Les études empiriques sur la répartition intrafamiliale des ressources du ménage dans les pays en développement réalisées dans les années 70 montrent que l’accès aux ressources n’est pas le même pour les différents membres du ménage. En Inde, par exemple, certaines femmes et filles souffrent de la faim alors qu’elles appartiennent à des ménages non-pauvres (Sen, 1984). En outre, le comportement de la famille en termes d'allocation de ressources diffère si les revenus sont gérés par la femme ou l'homme. Hoddinott et Haddad (1995) ont montré, sur base de leur enquête menée en Côte d'Ivoire, qu'une hausse du revenu de la femme (en comparaison à celui de son conjoint) a pour effet d'augmenter proportionnellement les dépenses d'alimentation et de santé destinées aux enfants et de diminuer les dépenses en tabac et en alcool.

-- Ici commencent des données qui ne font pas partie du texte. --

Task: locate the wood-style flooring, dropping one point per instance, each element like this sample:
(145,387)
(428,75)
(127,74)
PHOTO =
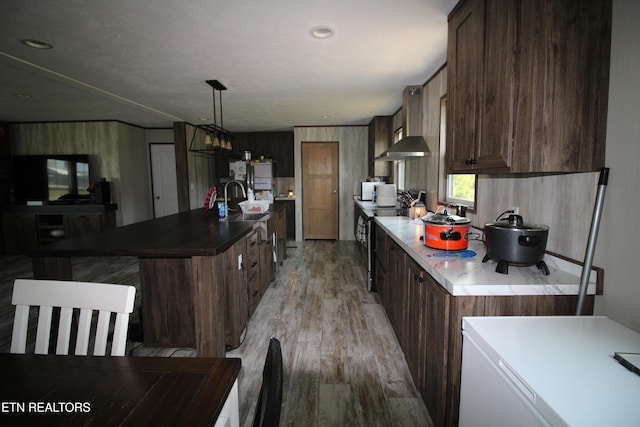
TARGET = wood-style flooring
(342,363)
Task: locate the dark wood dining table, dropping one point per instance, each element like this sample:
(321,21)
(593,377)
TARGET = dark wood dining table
(104,391)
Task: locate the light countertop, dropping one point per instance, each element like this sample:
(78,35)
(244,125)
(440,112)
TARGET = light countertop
(470,276)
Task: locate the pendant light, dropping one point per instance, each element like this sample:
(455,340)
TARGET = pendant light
(217,139)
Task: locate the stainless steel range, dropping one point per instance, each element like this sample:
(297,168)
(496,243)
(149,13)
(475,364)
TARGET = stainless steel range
(371,239)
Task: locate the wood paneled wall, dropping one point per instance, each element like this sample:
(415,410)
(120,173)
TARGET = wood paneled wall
(118,152)
(352,161)
(422,174)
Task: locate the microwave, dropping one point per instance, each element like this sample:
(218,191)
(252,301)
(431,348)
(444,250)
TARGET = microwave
(366,190)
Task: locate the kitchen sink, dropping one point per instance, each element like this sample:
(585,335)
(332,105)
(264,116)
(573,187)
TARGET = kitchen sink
(247,217)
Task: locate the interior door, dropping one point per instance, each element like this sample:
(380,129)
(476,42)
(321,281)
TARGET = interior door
(320,190)
(165,183)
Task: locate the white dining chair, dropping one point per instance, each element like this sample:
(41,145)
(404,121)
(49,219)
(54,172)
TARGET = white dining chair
(68,295)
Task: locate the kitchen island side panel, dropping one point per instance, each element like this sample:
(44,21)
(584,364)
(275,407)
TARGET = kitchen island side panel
(209,292)
(517,305)
(167,302)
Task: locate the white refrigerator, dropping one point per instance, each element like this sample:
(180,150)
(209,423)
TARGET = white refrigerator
(549,371)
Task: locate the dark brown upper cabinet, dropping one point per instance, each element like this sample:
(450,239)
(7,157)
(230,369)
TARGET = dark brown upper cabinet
(527,86)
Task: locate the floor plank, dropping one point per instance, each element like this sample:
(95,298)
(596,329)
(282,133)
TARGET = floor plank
(342,363)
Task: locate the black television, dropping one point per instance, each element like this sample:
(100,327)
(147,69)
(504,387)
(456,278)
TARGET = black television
(51,178)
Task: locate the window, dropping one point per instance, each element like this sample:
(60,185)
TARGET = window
(399,165)
(456,188)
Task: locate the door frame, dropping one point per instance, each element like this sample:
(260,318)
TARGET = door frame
(337,179)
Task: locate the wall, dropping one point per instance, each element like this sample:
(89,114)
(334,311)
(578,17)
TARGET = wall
(116,149)
(134,180)
(618,238)
(352,159)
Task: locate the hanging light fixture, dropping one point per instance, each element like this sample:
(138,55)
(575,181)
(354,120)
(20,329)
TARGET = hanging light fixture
(217,138)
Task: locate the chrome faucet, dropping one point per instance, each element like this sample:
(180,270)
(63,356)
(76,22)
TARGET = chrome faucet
(226,205)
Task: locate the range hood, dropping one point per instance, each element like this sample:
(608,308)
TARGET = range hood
(412,146)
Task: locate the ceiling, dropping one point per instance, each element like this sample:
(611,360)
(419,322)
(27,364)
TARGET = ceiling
(145,62)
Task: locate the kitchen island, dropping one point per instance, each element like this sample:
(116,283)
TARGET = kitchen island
(427,296)
(187,263)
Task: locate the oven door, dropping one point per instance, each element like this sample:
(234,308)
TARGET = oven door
(371,255)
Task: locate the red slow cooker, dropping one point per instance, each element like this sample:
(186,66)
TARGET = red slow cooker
(448,232)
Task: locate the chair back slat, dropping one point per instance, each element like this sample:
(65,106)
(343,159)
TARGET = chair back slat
(20,326)
(84,329)
(119,343)
(68,295)
(102,331)
(43,332)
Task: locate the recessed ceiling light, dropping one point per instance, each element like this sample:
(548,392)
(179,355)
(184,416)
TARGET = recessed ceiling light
(36,44)
(322,32)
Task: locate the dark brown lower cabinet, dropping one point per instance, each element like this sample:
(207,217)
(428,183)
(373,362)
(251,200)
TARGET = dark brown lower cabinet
(427,320)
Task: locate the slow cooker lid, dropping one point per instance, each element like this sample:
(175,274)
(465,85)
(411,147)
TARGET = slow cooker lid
(515,222)
(440,219)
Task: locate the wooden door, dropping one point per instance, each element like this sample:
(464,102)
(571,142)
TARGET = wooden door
(494,142)
(165,182)
(320,190)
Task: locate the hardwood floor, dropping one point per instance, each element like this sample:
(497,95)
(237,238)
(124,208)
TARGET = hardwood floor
(342,363)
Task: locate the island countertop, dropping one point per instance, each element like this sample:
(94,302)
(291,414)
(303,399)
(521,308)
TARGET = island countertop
(193,233)
(471,276)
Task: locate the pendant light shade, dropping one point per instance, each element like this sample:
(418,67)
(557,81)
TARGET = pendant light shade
(217,140)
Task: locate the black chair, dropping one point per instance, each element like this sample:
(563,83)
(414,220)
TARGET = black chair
(270,399)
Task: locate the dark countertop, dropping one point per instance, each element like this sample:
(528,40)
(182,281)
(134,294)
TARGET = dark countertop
(193,233)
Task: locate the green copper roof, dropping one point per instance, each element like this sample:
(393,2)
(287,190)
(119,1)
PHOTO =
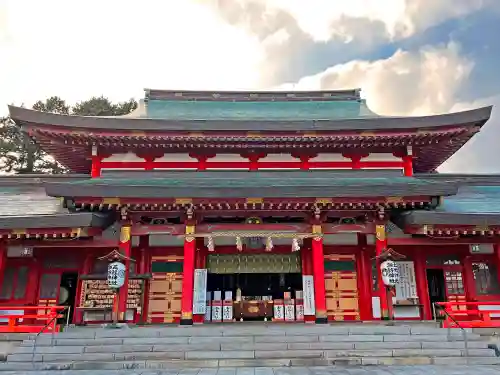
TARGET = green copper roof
(253,110)
(217,184)
(473,199)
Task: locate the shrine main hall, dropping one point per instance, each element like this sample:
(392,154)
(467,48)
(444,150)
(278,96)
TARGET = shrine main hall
(243,206)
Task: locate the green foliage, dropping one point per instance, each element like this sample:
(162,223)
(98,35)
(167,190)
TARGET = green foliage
(18,152)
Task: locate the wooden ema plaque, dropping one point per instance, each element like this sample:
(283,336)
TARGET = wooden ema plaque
(96,294)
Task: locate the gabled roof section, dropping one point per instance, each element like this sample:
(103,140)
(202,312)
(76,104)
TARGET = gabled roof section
(257,110)
(274,120)
(236,184)
(477,203)
(254,96)
(36,119)
(23,194)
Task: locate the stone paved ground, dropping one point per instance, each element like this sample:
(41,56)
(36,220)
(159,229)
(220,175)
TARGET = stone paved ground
(367,370)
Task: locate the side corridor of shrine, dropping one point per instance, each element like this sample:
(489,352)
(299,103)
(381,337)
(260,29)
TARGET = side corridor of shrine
(249,206)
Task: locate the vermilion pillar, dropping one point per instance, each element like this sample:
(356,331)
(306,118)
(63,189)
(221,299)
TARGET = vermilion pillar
(200,263)
(497,255)
(468,279)
(408,165)
(3,261)
(380,246)
(422,286)
(307,270)
(85,269)
(125,246)
(318,261)
(95,170)
(364,279)
(188,277)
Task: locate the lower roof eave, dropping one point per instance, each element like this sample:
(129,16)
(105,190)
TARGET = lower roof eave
(448,218)
(69,220)
(286,185)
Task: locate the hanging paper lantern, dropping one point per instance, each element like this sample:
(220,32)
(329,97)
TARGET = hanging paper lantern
(210,245)
(269,244)
(390,273)
(239,244)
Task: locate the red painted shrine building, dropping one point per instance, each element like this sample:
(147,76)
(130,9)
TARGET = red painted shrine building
(232,206)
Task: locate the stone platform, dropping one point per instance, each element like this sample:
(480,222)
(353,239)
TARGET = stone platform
(161,348)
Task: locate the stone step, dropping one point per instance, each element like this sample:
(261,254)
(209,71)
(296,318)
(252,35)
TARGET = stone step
(257,330)
(300,362)
(61,341)
(248,354)
(62,350)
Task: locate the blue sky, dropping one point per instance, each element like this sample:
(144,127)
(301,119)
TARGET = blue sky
(410,57)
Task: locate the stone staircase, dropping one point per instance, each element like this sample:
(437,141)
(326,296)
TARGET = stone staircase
(249,345)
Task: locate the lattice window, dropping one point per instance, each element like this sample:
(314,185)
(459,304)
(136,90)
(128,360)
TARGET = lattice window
(49,286)
(454,282)
(443,260)
(374,276)
(15,281)
(486,278)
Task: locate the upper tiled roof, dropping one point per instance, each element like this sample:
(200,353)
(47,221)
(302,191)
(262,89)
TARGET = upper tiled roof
(251,110)
(476,203)
(25,195)
(231,184)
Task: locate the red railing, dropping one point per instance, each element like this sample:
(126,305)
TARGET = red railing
(469,314)
(35,319)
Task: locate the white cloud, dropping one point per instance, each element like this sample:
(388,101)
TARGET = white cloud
(326,19)
(481,154)
(407,83)
(76,49)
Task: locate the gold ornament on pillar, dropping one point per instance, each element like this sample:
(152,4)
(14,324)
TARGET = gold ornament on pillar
(380,232)
(269,244)
(210,244)
(190,229)
(317,231)
(239,243)
(125,233)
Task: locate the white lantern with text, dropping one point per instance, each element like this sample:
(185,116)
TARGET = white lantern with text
(116,275)
(390,273)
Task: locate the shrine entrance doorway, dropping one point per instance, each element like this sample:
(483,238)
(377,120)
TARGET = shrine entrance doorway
(254,287)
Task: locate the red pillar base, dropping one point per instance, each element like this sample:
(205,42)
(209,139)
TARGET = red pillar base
(188,278)
(198,319)
(321,320)
(319,280)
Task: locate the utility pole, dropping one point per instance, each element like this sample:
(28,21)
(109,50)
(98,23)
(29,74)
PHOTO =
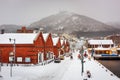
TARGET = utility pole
(14,48)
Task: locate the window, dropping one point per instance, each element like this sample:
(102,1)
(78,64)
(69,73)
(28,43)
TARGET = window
(27,59)
(19,59)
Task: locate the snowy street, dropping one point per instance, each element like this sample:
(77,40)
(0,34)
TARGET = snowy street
(66,70)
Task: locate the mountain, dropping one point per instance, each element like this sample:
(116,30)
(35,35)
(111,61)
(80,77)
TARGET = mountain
(73,23)
(9,28)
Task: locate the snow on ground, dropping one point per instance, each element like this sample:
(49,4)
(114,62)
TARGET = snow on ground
(66,70)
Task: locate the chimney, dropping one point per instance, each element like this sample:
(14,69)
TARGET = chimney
(2,31)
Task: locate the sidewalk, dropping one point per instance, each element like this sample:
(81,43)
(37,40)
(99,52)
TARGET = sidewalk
(98,72)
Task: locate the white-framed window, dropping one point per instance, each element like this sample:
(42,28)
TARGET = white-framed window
(27,59)
(11,58)
(19,59)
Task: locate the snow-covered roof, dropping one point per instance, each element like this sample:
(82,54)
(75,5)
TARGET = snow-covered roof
(55,40)
(20,38)
(100,42)
(61,42)
(45,36)
(101,48)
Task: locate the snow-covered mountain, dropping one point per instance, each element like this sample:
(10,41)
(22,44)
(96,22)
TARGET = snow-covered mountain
(70,22)
(10,28)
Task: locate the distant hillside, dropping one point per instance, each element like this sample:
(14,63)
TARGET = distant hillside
(66,22)
(9,28)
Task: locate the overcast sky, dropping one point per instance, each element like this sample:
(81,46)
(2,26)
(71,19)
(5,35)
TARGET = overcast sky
(24,12)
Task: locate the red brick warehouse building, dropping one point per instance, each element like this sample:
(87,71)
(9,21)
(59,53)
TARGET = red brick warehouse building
(29,47)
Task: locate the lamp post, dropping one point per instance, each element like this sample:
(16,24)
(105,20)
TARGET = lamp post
(11,55)
(14,48)
(82,60)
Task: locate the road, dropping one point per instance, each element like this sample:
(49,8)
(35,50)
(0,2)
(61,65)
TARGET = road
(66,70)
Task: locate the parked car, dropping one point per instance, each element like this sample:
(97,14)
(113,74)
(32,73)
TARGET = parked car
(57,60)
(61,57)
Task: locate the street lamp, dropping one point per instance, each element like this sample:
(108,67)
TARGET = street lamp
(11,54)
(14,48)
(82,60)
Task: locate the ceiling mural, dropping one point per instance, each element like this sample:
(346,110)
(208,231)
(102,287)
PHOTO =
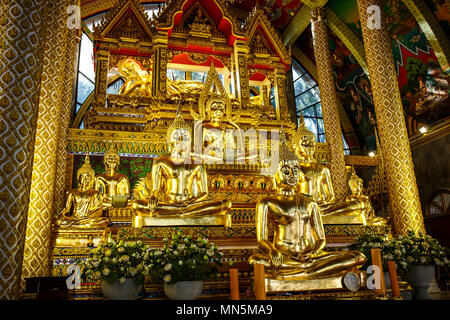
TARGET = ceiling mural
(423,85)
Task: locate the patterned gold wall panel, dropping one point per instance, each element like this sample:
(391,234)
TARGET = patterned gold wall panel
(64,122)
(329,104)
(401,179)
(20,71)
(38,234)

Lundberg, Pollak et Wales (1997) sont parvenus aux mêmes résultats et ont montré qu'un membre du ménage ne consomme pas de la même manière selon l'identité du bénéficiaire d'un revenu de transferts. Il ressort de leur étude, menée sur base de couples britanniques dans la fin des années 1970, que le changement de bénéficiaire de transferts financiers de l'homme vers la femme modifie la structure de consommation du ménage en faveur des enfants.

Clark, Couprie et Sofer (2004) ont également montré, sur base de données datant de 1997 et relatives aux couples britanniques, que la femme ajuste différemment son offre de travail selon qu'elle est bénéficiaire d'un revenu de transfert ou que son conjoint l'est.

Ces différents auteurs font dès lors davantage appel aux modèles de conceptions "alternatives" selon lesquels les préférences sont distinctes parmi les membres du ménage. Cette approche est considérée comme plus réaliste pour analyser les décisions familiales (Radja et Dubois, 2000).